Berkaca pada penelitian Financial Action Task Force (FATF) tahun 2014, Badaruddin menyatakan bahwa rendahnya informasi pemilik manfaat yang akurat dan benar kerap kali dimanfaatkan pelaku tindak pidana untuk menyembunyikan identitas pelaku, menyamarkan tujuan pembukaan rekening korporasi yang akan dijadikan media pencucian uang, dan menyembunyikan tujuan penggunaan harta kekayaan dari korporasi yang diduga dari tindak pidana.

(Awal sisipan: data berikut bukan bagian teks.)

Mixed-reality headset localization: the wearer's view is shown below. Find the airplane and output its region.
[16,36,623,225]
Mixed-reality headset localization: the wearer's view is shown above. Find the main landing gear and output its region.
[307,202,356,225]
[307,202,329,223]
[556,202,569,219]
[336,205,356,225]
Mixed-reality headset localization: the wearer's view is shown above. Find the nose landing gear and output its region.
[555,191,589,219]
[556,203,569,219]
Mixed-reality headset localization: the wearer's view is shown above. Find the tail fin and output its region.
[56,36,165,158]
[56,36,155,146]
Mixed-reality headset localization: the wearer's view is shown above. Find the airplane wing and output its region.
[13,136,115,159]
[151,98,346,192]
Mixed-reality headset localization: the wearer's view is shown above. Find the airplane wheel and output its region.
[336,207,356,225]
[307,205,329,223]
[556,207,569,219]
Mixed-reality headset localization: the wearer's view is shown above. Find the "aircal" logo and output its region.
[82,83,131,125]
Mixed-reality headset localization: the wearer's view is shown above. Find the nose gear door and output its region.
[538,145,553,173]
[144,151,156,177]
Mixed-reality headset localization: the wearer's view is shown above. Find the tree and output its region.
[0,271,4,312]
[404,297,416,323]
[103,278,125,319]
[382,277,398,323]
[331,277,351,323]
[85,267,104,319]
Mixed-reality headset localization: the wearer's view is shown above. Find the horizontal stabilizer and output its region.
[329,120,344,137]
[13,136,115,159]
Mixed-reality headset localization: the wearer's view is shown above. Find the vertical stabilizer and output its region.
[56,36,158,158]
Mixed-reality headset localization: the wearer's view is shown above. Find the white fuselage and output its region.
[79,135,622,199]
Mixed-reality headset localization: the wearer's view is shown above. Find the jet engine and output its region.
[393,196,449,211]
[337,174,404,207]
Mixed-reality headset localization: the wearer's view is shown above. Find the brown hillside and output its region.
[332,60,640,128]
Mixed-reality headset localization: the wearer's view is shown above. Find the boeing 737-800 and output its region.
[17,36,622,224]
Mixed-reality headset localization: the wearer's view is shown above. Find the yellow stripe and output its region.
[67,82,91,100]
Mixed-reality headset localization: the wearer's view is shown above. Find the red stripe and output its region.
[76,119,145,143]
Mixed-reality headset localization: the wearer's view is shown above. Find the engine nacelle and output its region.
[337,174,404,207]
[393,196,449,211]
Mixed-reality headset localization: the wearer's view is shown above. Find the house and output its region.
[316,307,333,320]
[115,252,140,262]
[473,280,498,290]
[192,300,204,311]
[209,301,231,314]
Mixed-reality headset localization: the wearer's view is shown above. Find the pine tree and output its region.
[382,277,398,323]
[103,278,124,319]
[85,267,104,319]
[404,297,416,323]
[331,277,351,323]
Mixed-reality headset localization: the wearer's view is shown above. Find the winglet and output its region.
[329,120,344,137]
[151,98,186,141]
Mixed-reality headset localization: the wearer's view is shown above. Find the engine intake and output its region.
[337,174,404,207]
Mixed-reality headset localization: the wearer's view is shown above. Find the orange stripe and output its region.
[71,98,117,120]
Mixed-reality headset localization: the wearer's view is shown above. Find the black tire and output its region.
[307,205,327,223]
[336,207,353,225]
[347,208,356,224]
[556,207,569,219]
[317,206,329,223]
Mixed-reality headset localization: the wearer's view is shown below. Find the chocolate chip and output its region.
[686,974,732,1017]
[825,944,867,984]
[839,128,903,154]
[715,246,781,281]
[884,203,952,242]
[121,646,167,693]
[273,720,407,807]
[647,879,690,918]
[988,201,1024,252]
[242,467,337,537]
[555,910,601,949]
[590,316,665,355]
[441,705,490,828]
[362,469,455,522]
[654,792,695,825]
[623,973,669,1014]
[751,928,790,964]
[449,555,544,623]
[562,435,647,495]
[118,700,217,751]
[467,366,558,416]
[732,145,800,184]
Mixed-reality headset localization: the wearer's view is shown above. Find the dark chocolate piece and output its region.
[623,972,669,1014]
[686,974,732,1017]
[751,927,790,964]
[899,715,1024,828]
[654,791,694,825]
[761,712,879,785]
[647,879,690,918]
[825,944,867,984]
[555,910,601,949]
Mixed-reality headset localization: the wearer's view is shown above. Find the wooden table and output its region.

Hal senada juga disampaikan oleh Yunus Husein bahwa Pemerintah belum optimal dalam menerapkan pajak kepada para korporasi sehingga selalu menjadi “corporate vechicle” dalam pencucian uang. Sedangkan Cahyo dalam panelisnya menyampaikan secara rinci terkait BO dalam korporasi yang dimana Pemilik manfaat dari korporasi, menurut Perpres ini, merupakan orang perseorangan yang memenuhi kriteria memiliki saham lebih dari 25 persen pada perseroan terbatas sebagaimana tercantum dalam anggaran dasar, memiliki hak suara lebih dari 25 persen pada perseoran terbatas sebagaimana tercantum dalam anggaran dasar.

“Selain itu, menerima keuntungan atau laba lebih dari 25 persen dari keuntungan atau laba yang diperoleh perseroan terbatas per tahun, memiliki kewenangan untuk mengangkat, menggantikan, atau memberhentikan anggota direksi dan anggota komisaris, memiliki kewenangan atau kekuasaan untuk mempengaruhi atau mengendalikan perseroan terbatas tanpa harus mendapat otorisasi dari pihak manapun, menerima manfaat dari perseroan terbatas, dan atau merupakan pemilik sebenarnya dari dana atas kepemilikan saham perseroan terbatas,” tambah Cahyo.

Heni Nugraheni juga menegaskan hal tersebut dalam presentasinya sehingga dia harapkan agar para peserta yang secara umum terdiri dari perkumpulan korporasi, koperasi, persekutuan komanditer, persekutuan firma dapat mematuhi hal tersebut. “Saya harapkan kepada para korporasi wajib menyampaikan informasi yang benar mengenai pemilik manfaat kepada instansi berwenang yang diserta dengan surat pernyataan korporasi mengenai kebenaran informasi,” jelas Heni.

Wakil Kepala PPATK Dian Ediana Rae, SH., LLM yang menutup acara diseminasi mengatakan melalui Perpres tersebut aparat penegak hukum bisa mempersempit celah kejahatan pencucian uang demi memperkuat sistem transparansi di Indonesia. “Kalau korupsi dibiarkan akan merusak seluruh sistem di suatu negara. Tentunya komitmen kita di G20 dalam transparansi harus diperkuat,” kata Dian.